The 4th Annual North Carolina Biosciences Collaborative Symposium took place on July 28 and 29 at Duke University. The two-day event, hosted by the Duke Biosciences Collaborative for Research Engagement Program (BioCoRE), included national expert speakers, workshops, and a poster session highlighting student research.
Speakers at the event discussed a variety of topics, many focusing on strategies to increase the number of underrepresented minority students seeking graduate degrees in the biomedical sciences. George Langford, PhD, dean of the College of Arts and Sciences at Syracuse University and Burroughs Wellcome Fund board member, and Mica Estrada, PhD, assistant professor in Social and Behavioral Sciences at the University of California-San Francisco, delivered the keynote addresses.
More than 215 students, faculty members and administrators representing more institutions attended the event.
“The goal is to provide an opportunity for trainees, mentors and administrators from institutions across North Carolina and the nation to come together and learn about the latest research and advances in diversity and higher education,” said Sherilynn Black, PhD, director of the Office of Biomedical Graduate Diversity in the Duke University School of Medicine and co-principal investigator of the Duke BioCoRE program.

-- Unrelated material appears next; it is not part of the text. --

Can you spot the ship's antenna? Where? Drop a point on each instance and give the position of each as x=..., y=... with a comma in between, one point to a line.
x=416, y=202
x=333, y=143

BioCoRE is an institution-wide program, created at Duke in 2013 with $1.8 million, five-year grant from the National Institutes of Health. The program is committed to increasing diversity within the Duke biosciences community, which includes students and faculty members in the School of Medicine, Graduate School, Trinity College, Pratt School of Engineering, and throughout Duke, using a variety of initiatives, including community-building activities, paid research opportunities, and symposia and seminars.